Шрифт:
Интервал:
Закладка:
На вепсах орехового дерева сидели волки, они смотрели на нас и, казалось, рассказывали вместе с нами:
– Ты помнишь ли, как счастье к нам ласкалось? – спрашивал один.
– Вам нужно, чтоб оно мне вспоминалось?[13]– отвечал другой.
И прерывались лишь только для того, чтобы разразиться громким хохотом.
– Вы думаете, что это решит ваши проблемы?
Вопрос попал в самую точку и застал меня врасплох. Я почувствовал, что мне нужно сигарету. Но было накладно тащиться искать их в моем пальто. В любом случае, курение не поможет найти ответ. Психоанализ не обязан удовлетворять потребности, он пытается понять их смысл. Кому как не мне знать это.
– Я ничего не понимаю в том, – ответил я, – что произошло с Ольгой. Это непостижимо. Вначале я поверил в неосознанный неконтролируемый импульс. Но потом была эта ночь с Ребеккой. Она лежала рядом со мной. Хотела заняться любовью. А мне снилось, что я ее душил, точно так же как Ольгу. Когда я проснулся, то увидел, что сжимаю в руках подушку. Я нечасто оказывался в настолько нелепой ситуации. Ребекка ушла в ярости. Не в том дело, она была рядом, а я не задушил ее, как приснилось… Может быть, я не убийца? Но Макс и Шапиро меня обвиняли. Первый был убежден, что я убил Ольгу, чтобы завладеть семью миллионами, второй – что я был соучастником убийства Монтиньяка по той же самой причине. Я не считаю себя виновным ни в чем. В убийстве Монтиньяка я был всего лишь косвенным свидетелем. Макс ждал меня у себя дома. Говорил, что может вытащить меня из этого дерьма. Когда я пришел в его особняк, то в одной из комнат услышал шум ссоры. Он дрался с каким-то типом. Вероятно, таким же аферистом, как и он сам. Войти я не осмелился. Раздались выстрелы, я подумал, что этот тип убит, и сбежал. По дороге, из телефона-автомата позвонил в полицию, выдав себя за соседа. Но когда Шапиро начал меня подозревать, стало ясно, что мне из этого не выпутаться. Что никто не поверит в то, что я понятия не имею об этих деньгах. Однако это правда… Я даже не помню, говорила ли мне Ольга про них. Я знаю полицию и судебные органы: когда они находят мотив, от него уже не откажутся. Решат, что я убил эту женщину, чтобы обворовать ее.
Я повернулся к Злибовику. Меня поразила его бледность. Впервые я заметил, каким он был старым. Дни его, вероятно, были сочтены.
– Как я мог предполагать, что события примут такой оборот? – снова заговорил я. – Теперь уже нет другого выхода, нужно избавиться от тела. Несколько лет назад у меня был пациент, которого я прозвал Ювелиром из-за его профессии.
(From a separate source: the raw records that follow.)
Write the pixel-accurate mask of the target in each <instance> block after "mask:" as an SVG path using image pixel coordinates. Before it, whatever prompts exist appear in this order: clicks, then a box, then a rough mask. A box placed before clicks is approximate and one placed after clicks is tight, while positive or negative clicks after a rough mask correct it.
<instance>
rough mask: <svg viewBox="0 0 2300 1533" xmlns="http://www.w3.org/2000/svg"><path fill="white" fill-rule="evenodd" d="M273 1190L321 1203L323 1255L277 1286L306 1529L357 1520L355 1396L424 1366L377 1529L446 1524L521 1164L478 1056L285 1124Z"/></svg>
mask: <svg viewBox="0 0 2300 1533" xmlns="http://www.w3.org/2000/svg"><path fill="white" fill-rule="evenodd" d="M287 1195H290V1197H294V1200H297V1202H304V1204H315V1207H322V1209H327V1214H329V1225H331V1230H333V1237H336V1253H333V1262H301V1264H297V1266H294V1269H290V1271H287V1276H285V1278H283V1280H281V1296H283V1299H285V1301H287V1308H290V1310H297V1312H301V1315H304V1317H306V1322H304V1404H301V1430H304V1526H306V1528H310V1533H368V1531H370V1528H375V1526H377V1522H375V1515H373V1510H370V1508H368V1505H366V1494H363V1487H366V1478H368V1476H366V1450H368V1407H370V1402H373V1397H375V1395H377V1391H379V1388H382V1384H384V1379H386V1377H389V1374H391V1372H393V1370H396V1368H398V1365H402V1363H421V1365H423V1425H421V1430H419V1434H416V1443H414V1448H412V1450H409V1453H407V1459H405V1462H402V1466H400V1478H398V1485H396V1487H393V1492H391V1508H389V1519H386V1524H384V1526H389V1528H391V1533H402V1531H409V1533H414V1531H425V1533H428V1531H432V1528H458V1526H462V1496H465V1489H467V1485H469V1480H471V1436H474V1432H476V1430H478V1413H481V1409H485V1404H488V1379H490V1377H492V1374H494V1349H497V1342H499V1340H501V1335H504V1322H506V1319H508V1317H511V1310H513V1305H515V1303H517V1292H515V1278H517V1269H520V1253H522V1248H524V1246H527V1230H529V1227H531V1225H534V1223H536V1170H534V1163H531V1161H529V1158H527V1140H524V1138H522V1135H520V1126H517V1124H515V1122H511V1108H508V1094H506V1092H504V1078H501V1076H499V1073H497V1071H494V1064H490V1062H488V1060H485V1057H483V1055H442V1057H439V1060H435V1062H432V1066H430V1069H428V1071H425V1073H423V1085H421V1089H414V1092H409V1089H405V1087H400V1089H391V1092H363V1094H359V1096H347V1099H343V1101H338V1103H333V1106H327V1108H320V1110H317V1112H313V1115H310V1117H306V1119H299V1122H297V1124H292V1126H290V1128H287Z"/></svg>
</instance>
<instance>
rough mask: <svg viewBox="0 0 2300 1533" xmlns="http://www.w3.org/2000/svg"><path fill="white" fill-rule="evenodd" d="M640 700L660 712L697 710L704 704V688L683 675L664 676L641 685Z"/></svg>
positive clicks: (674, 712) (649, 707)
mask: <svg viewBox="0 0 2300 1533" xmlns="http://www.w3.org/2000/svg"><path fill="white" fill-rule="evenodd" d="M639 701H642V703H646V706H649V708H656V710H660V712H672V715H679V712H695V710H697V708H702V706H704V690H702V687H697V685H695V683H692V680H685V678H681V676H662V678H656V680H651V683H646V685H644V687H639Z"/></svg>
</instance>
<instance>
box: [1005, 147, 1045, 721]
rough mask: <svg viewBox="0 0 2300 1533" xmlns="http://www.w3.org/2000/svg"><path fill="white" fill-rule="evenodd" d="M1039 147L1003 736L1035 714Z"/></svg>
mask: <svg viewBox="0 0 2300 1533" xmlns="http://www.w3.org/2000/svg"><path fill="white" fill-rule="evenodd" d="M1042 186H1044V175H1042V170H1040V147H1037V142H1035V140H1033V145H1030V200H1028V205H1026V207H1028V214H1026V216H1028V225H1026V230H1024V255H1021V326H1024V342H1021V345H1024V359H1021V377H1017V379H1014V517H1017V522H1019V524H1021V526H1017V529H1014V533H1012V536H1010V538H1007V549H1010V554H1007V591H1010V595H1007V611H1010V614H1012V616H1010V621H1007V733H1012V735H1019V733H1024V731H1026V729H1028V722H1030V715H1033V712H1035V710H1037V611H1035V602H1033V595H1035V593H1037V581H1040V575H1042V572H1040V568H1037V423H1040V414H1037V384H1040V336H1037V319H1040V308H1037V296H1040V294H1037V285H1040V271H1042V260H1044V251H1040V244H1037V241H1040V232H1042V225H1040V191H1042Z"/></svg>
Он был любителем ночных встреч на Пер-Лашез.
Но испытывал из-за этого такое сильное чувство вины, что отдал мне отмычку, которая позволяла ему входить туда в любое время. Так азартный игрок запрещает себе появляться в казино. Отмычка до сих пор со мной, я могу в любой момент покончить с этой историей. Я хотел сделать это вчера, но моя машина не завелась. Странно, не так ли? У вас есть объяснение для этого явления?
У него его не было. У меня было право лишь на его молчание, и тогда мне на ум пришло давнее воспоминание.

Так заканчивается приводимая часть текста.